A clearer vision: Nevada’s partnership provides free currency readers to the blind
Thursday, March 28, 2024 | 2 a.m.
For the past eight years, Ivan Delgado has operated snack stands in public buildings in Clark County, where his days are spent selling concessions to workers and visitors alike.
The task of taking a cash payment can be challenging because Delgado is visually impaired. Currency is multicolored in many countries, but in the United States our money is the same monochromatic green, regardless of the denomination, which creates an obstacle for those who are vision impaired.
That’s where the Nevada Department of Employment, Training and Rehabilitation (DETR) is assisting. It is aspiring to empower Nevada’s blind population to participate in the economy with more independence by distributing the iBill Currency Reader to blind or visually impaired residents at no charge.
The device retails for $179.99 but the U.S. Bureau of Engraving and Printing provides it for free to eligible individuals. DETR’s Bureau of Services to the Blind and Visually Impaired is the first agency in the state to distribute iBill readers through a recently formed partnership with the Bureau of Engraving and Printing, and is making the devices available to eligible individuals plus schools, with a potential for other places such as doctor’s offices and nonprofits that work with the blind. It has assisted in distributing 60 readers since becoming involved with the program a few months ago.
“You want to give your child money for movies, right? Teenagers, they can be very devious, so you don’t want to give them a $20 bill thinking it’s a $50 or $5,” says Ani Severtsen, a rehabilitation instructor with Bureau of Services to the Blind and Visually Impaired.
Users of the device simply need to insert a bill into the reader, which is smaller than a credit card, and press a button. A voice will announce the bill’s denomination.
Users can also program the device to beep according to the denomination. And for those who are blind and deaf, the device can be set up to vibrate instead of beep.
“Just because you’re blind, doesn’t mean you can’t find ways of making money,” Delgado said.
Before the device, some blind people organized their money by folding it a certain way in their wallet according to its denomination. Others would simply organize their wallet with the bills in order of denomination.
But both methods rely on having a sighted person’s assistance. That’s no longer the case.
By giving blind people more independence, the reader is positively impacting the economy, said Richele Pennock, a rehab supervisor for DETR.
“It would be tremendous because people can then identify their currency and be full participants and consumers in the economy and have confidence in their transactions and not have to be reliant and dependent on other people,” Pennock said. “And so they could be a lot more free and self-sufficient with their involvement in the economy.”
Samuel Hall became blind in 2020 because of diabetic retinopathy and says he misses seeing his wife’s face. A pianist at a local church, Hall remembers going to McDonald’s after a service and using his bill device to count his change — a transaction that impressed both the cashier and his friends, he said.
“I really like this thing because it’s vocal,” Hall said. “I can hear it talking to me.
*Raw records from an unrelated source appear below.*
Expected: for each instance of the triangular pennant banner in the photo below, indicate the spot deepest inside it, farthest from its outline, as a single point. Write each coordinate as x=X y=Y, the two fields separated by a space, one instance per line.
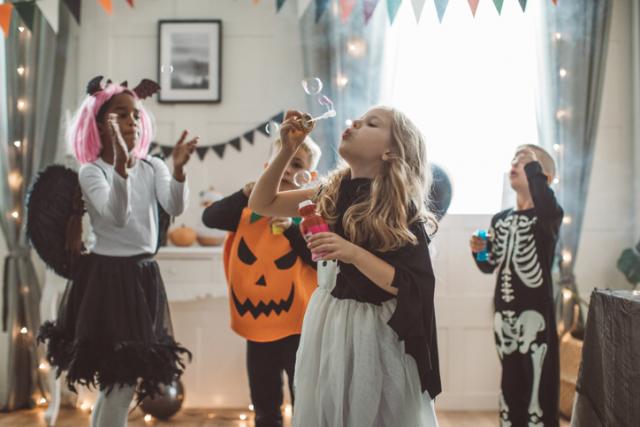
x=392 y=9
x=254 y=217
x=418 y=5
x=523 y=4
x=346 y=6
x=278 y=118
x=235 y=143
x=321 y=7
x=166 y=150
x=441 y=7
x=106 y=5
x=201 y=152
x=74 y=8
x=473 y=4
x=303 y=5
x=249 y=137
x=6 y=9
x=26 y=10
x=219 y=149
x=498 y=4
x=263 y=129
x=369 y=6
x=50 y=10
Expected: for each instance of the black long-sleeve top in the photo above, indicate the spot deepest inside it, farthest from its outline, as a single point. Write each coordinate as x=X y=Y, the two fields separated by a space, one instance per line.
x=414 y=316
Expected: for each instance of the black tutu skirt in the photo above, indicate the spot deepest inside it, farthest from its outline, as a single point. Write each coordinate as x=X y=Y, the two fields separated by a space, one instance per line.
x=114 y=328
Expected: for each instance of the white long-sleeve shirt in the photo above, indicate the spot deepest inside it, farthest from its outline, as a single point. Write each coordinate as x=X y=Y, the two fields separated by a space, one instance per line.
x=123 y=212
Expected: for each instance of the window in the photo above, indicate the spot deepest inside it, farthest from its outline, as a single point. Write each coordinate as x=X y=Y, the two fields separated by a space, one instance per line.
x=469 y=84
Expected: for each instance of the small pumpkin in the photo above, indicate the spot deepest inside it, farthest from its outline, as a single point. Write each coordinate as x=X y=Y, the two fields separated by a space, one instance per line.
x=182 y=236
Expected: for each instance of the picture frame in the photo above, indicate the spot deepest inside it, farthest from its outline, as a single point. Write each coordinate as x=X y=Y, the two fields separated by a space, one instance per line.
x=190 y=61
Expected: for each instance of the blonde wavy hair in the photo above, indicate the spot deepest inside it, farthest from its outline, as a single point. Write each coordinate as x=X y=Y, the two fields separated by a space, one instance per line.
x=399 y=193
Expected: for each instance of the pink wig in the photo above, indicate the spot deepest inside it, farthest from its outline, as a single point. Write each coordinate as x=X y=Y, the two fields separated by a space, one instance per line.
x=83 y=132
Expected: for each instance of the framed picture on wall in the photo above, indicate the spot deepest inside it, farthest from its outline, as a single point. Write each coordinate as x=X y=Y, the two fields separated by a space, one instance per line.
x=190 y=60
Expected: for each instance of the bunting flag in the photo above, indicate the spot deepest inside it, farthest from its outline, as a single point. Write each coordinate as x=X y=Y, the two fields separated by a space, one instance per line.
x=418 y=5
x=523 y=4
x=220 y=148
x=50 y=10
x=249 y=137
x=441 y=7
x=74 y=8
x=392 y=9
x=498 y=4
x=6 y=10
x=321 y=7
x=106 y=5
x=235 y=143
x=473 y=4
x=346 y=7
x=26 y=11
x=368 y=7
x=202 y=152
x=303 y=5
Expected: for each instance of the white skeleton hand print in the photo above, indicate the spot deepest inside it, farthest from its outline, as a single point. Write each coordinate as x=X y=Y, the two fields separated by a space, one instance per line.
x=514 y=248
x=519 y=333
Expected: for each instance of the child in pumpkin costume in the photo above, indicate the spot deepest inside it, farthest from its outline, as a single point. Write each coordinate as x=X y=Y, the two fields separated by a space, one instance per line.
x=271 y=278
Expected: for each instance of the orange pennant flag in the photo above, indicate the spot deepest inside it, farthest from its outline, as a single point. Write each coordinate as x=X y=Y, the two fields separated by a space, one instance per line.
x=106 y=5
x=6 y=9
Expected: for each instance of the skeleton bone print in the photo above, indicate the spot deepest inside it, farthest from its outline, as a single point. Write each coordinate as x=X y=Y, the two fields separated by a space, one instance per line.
x=515 y=249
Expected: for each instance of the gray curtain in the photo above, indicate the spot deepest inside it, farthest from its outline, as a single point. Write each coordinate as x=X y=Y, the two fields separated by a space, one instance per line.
x=573 y=51
x=351 y=50
x=43 y=55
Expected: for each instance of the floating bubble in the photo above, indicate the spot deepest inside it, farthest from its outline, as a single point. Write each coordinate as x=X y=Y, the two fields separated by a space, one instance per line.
x=302 y=178
x=272 y=128
x=325 y=102
x=312 y=86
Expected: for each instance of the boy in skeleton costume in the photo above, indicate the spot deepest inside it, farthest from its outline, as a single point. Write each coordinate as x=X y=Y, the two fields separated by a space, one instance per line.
x=522 y=247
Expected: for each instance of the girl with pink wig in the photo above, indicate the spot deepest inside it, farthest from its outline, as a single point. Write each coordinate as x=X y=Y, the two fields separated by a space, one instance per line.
x=113 y=328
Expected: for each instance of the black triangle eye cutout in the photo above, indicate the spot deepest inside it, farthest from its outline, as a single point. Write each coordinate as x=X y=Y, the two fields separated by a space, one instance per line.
x=286 y=262
x=245 y=254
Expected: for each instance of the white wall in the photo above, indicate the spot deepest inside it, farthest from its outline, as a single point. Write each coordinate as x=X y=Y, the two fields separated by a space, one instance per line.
x=261 y=73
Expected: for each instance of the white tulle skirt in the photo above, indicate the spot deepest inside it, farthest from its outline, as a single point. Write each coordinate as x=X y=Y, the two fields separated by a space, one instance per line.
x=351 y=368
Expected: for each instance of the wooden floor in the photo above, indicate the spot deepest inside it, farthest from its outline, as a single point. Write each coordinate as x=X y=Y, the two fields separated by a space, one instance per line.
x=210 y=418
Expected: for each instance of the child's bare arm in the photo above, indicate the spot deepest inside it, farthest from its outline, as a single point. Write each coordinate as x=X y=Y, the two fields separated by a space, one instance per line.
x=265 y=198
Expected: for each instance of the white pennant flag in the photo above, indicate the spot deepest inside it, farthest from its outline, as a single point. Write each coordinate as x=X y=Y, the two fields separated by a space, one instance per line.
x=303 y=5
x=418 y=5
x=50 y=10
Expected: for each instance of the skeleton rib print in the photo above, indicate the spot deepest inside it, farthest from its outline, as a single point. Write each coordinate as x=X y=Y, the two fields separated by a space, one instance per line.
x=514 y=248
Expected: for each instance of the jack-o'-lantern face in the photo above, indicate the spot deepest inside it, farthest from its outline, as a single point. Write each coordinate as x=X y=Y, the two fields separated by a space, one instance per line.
x=269 y=286
x=276 y=278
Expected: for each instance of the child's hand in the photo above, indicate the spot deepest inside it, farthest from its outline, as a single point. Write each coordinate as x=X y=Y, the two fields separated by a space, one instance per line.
x=283 y=223
x=527 y=156
x=183 y=150
x=332 y=247
x=119 y=145
x=477 y=244
x=292 y=133
x=247 y=189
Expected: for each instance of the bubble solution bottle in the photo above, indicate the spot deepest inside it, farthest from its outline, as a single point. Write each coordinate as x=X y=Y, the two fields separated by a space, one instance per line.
x=312 y=223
I wish a lot more stuff did this.”
The bureau has also helped him adjust to cooking. It gave him a set of adhesive tabs to put on the buttons of his air fryer with each having a unique texture for different lengths of time. With Severtsen’s help, he’s also learning to remaster tasks like peeling a carrot.
“I just (have to) learn a different way of doing stuff,” says Hall, who also utilizes a talking watch and scale.
It’s part of an ongoing effort by officials with DETR to help the state’s blind community adapt.
Some clients benefiting from the new technology are participants in the Business Enterprises of Nevada program, which, under state law, provides a priority right for individuals who are legally blind, like Delgado, to operate food-and-beverage routes inside public buildings.
Delgado started in the program in 2016 at Clark County Family Court and now operates in a Department of Motor Vehicles office.
He remembers some customers at the Family Court pulling stunts such as stealing an entire box of candy bars.
But he says he took the store from making $50 a day to $800 a day. And with the new device, his days are certainly less hectic.
Delgado describes the device as “very fast” and “very accurate,” using bills from his wallet to demonstrate how it works.
More help could be on the horizon, Severtsen said.
Severtsen says after extensive advocacy by American Council for the Blind and National Federation of the Blind, the federal government agreed to hear suggestions from the community about accessibility features on currency.
The U.S. Bureau of Engraving and Printing brought prototypes to some conventions where Severtsen and other participants gave feedback on the bills’ raised lines and colors.
In 2011, the bureau committed to their suggestions of tactile, raised lines on the bills and higher contrast in the numbers and colors, she said. In 2026, they will begin printing its new blind-friendly $10 bill.
“You can never have too many accessibility features,” Severtsen says.
To obtain a free currency device reader, apply online at bep.gov/services/currency-accessibility/us-currency-reader-program.